Question: How do I graph a rose curve?...

Question

How do I graph a rose curve?

Answer 1

Solution

In this question, we are supposed to show how a rose curve can be done on a graph, and we will solve this with the help of polar equation. We know that the 2-D polar coordinates are $P\left( {r,\theta } \right),{\text{ }}r{\text{ }} = \;\sqrt {{x^2} + {y^2}} \geqslant 0$

Complete step by step answer:
The 2-D polar coordinates $P\left( {r,\theta } \right),{\text{ }}r{\text{ }} = \;\sqrt {{x^2} + {y^2}} \geqslant 0$ It represents length of the position vector $< r,\theta >$ .θ determines the direction. It increases for anticlockwise motion of P about the pole O.
For clockwise rotation, it decreases. Unlike $r,\;\theta \;$ admit negative values.
$r$ -negative tabular values can be used by artists only.
The polar equation of a rose curve is either $r = a\cos n\theta$ or $r = a\sin n\theta$
$n$ is at your choice. Integer values $2,{\text{ }}3,{\text{ }}4..$ are preferred for easy counting of the number of petals, in a period. $n{\text{ }} = {\text{ }}1$ gives 1-petal circle.
To be called a rose, $n$ has to be sufficiently large and integer $+$ a fraction, for images looking like a rose.
The number of petals for the period $[0,2\dfrac{\pi }{n}]$ will be $n$ or $2n$ (including r-negative $n$ petals) according as $n$ is odd or even, for $0 \leqslant \theta \leqslant 2\pi$ . Of course, I maintain that $r$ is length $\geqslant 0,$ and so non-negative.
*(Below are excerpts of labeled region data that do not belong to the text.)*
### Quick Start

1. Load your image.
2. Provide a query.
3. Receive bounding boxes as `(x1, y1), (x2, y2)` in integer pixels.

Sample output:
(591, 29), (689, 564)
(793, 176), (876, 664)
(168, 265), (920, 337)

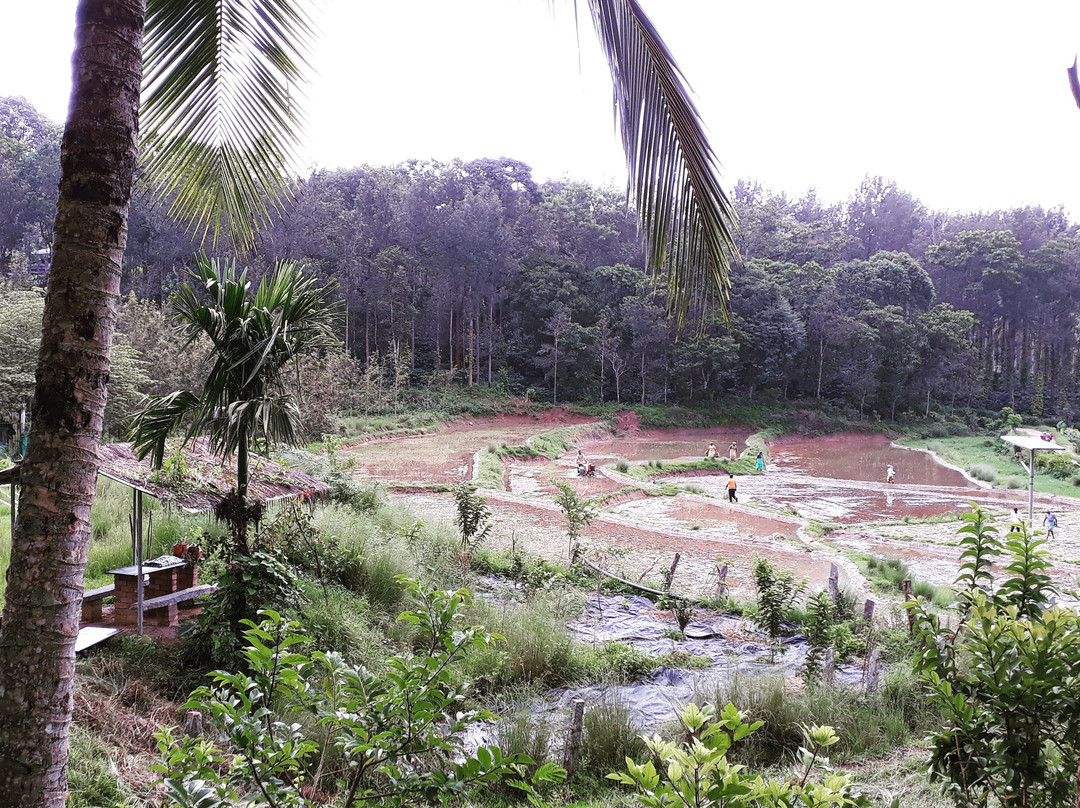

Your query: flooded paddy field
(358, 419), (1080, 756)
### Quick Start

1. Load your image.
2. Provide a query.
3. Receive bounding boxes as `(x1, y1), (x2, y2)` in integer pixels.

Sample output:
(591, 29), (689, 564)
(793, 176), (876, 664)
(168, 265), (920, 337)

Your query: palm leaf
(589, 0), (735, 324)
(140, 0), (312, 244)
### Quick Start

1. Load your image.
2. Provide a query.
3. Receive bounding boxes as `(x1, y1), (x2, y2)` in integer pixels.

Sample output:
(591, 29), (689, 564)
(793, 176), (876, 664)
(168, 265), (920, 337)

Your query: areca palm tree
(0, 0), (732, 808)
(132, 258), (340, 554)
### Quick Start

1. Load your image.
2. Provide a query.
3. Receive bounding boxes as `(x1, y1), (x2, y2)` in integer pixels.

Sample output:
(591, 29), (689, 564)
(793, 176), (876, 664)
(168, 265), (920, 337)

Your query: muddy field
(347, 419), (1080, 597)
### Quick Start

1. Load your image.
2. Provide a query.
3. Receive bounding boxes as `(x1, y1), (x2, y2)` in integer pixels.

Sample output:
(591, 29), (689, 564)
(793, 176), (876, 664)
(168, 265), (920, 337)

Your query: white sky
(6, 0), (1080, 219)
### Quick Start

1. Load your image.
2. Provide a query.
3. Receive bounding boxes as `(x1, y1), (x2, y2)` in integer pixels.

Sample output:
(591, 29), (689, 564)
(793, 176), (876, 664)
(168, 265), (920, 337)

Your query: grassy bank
(896, 435), (1080, 497)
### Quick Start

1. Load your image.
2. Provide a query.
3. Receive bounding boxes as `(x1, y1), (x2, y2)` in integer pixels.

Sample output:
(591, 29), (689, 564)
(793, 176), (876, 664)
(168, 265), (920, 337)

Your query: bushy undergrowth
(699, 673), (937, 768)
(855, 554), (956, 609)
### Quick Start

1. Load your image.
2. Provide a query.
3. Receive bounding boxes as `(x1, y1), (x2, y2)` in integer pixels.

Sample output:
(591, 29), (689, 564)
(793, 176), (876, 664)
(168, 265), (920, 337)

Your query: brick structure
(112, 564), (198, 625)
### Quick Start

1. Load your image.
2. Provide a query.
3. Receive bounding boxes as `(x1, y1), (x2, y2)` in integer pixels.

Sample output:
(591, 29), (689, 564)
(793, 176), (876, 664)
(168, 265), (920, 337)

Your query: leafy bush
(751, 554), (806, 656)
(156, 580), (565, 808)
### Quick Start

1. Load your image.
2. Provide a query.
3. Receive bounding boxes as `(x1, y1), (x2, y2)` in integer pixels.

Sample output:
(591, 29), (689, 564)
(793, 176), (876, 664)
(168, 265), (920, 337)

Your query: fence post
(904, 578), (915, 634)
(866, 648), (881, 696)
(563, 699), (585, 777)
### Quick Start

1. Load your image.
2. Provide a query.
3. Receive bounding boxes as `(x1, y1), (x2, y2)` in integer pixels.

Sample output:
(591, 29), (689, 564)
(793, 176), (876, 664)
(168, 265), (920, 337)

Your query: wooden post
(184, 710), (203, 738)
(132, 488), (143, 634)
(866, 648), (881, 696)
(664, 553), (681, 592)
(904, 579), (915, 634)
(716, 564), (728, 597)
(563, 699), (585, 778)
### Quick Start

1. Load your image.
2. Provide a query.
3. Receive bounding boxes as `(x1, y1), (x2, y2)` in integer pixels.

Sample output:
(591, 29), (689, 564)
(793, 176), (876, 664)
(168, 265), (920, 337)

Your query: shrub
(608, 703), (869, 808)
(156, 581), (565, 808)
(909, 508), (1080, 808)
(751, 555), (806, 656)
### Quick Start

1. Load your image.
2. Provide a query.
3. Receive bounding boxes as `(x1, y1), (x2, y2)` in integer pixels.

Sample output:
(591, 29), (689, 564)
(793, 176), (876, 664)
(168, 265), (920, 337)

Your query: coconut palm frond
(140, 0), (312, 244)
(589, 0), (735, 323)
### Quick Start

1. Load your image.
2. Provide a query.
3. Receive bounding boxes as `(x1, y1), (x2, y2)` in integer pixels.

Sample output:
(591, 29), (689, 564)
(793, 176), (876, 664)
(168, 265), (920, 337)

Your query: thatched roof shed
(0, 440), (330, 512)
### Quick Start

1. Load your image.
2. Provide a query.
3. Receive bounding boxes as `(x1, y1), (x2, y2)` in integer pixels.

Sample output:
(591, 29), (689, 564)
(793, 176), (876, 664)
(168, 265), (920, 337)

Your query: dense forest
(0, 93), (1080, 429)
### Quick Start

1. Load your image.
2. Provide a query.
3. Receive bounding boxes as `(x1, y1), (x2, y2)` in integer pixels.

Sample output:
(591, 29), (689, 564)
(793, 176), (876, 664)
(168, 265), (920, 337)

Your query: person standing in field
(1042, 511), (1057, 539)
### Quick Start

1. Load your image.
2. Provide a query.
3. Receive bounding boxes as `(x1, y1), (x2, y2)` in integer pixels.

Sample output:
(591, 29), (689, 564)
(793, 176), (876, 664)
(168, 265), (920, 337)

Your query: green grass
(849, 553), (956, 609)
(476, 448), (507, 491)
(616, 458), (761, 481)
(897, 435), (1080, 497)
(698, 673), (937, 769)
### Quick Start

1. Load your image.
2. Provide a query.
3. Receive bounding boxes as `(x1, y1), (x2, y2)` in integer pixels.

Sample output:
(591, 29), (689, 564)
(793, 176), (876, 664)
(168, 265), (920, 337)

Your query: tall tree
(132, 258), (338, 548)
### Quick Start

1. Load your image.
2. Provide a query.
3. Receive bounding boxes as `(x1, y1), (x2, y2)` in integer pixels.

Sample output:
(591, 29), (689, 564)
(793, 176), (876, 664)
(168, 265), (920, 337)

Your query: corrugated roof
(0, 439), (330, 512)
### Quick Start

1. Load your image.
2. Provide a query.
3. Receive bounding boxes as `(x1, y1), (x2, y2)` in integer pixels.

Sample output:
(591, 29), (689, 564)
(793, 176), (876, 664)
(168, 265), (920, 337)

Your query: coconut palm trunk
(0, 0), (145, 808)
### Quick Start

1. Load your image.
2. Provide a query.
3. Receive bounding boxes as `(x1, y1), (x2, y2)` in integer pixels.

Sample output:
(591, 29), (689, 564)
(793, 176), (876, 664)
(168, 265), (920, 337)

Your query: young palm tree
(132, 258), (340, 548)
(0, 0), (733, 808)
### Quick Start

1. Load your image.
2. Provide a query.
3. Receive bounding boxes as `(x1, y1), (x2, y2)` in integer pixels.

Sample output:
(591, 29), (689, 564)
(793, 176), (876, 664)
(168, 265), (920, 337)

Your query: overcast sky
(6, 0), (1080, 220)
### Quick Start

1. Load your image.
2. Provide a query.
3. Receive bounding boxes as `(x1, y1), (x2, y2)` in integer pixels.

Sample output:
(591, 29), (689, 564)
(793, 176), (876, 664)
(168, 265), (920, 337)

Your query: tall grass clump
(463, 593), (580, 689)
(858, 555), (955, 609)
(66, 724), (136, 808)
(581, 698), (646, 778)
(301, 581), (394, 671)
(968, 463), (998, 483)
(701, 673), (934, 767)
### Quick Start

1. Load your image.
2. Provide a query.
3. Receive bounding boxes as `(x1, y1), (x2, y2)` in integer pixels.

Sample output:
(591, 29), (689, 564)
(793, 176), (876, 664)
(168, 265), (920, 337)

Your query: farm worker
(1042, 511), (1057, 539)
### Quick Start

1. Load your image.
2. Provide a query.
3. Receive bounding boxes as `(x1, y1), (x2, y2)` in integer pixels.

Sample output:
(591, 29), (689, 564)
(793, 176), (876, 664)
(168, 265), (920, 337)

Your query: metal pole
(132, 488), (143, 634)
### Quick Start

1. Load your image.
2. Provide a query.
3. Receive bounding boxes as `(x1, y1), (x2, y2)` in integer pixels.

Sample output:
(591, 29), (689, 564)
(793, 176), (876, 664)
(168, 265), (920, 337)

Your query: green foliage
(751, 555), (806, 656)
(581, 700), (646, 778)
(66, 724), (136, 808)
(802, 591), (836, 684)
(454, 483), (491, 555)
(187, 535), (303, 666)
(156, 580), (564, 808)
(908, 508), (1080, 808)
(552, 480), (596, 561)
(701, 674), (937, 767)
(608, 703), (869, 808)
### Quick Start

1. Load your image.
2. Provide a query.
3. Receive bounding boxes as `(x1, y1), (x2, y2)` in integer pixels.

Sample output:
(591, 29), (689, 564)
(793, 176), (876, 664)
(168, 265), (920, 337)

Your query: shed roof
(1001, 435), (1065, 452)
(0, 439), (330, 512)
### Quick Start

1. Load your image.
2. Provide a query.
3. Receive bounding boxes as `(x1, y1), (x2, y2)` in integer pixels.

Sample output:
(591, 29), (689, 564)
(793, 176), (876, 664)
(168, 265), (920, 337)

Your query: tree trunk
(0, 0), (145, 808)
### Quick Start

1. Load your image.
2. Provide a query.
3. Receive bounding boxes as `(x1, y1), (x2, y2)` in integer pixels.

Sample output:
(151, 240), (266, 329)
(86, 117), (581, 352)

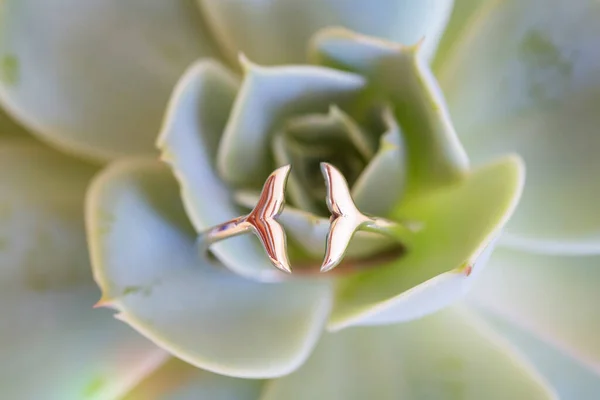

For Quantum Physicists, $r{\text{ }} > {\text{ }}0$ .
For example, consider $r = 2\sin 3\theta$ . The period is $2\dfrac{\pi }{3}$ and the number of petals will be $3$ .
In continuous drawing, R-positive and r-negative petals are drawn alternately. When n is odd, r-negative petals are same as r-positive ones. So, the total count here is 3.
Prepare a table for $\left( {r,\theta } \right)$ , in one period $[0,2\dfrac{\pi }{3}]$ , for $\theta = 0,\dfrac{\pi }{{12}},2\dfrac{\pi }{{12}},3\dfrac{\pi }{{12}},...8\dfrac{\pi }{{12}}$ . Join the points by smooth curves, befittingly. You get one petal. You ought to get the three petals for $0 \leqslant \theta \leqslant 2\pi ..$
For $r = \cos 3\theta$ , the petals rotate through half-petal angle $= \dfrac{\pi }{6}$ , in the clockwise sense.
A sample graph is made for $r = 4\cos 6\theta$ , using the Cartesian equivalent.
It is r-positive $6$ -petal rose, for $0 \leqslant \theta \leqslant 2\pi$ .
Graph ${({x^2} + {y^2})^3} \times 5 - 4({x^6} - 15{x^2}{y^2}({x^2} - {y^2}) - {y^6}) = 0$

Note: In mathematics, a rose or rhodonea curve is a sinusoid plotted in polar coordinates.
For integer values, the petals might be redrawn, when the drawing is repeated over successive periods.
The period of both $\sin n\theta$ and $\cos n\theta$ is $2\dfrac{\pi }{n}$ .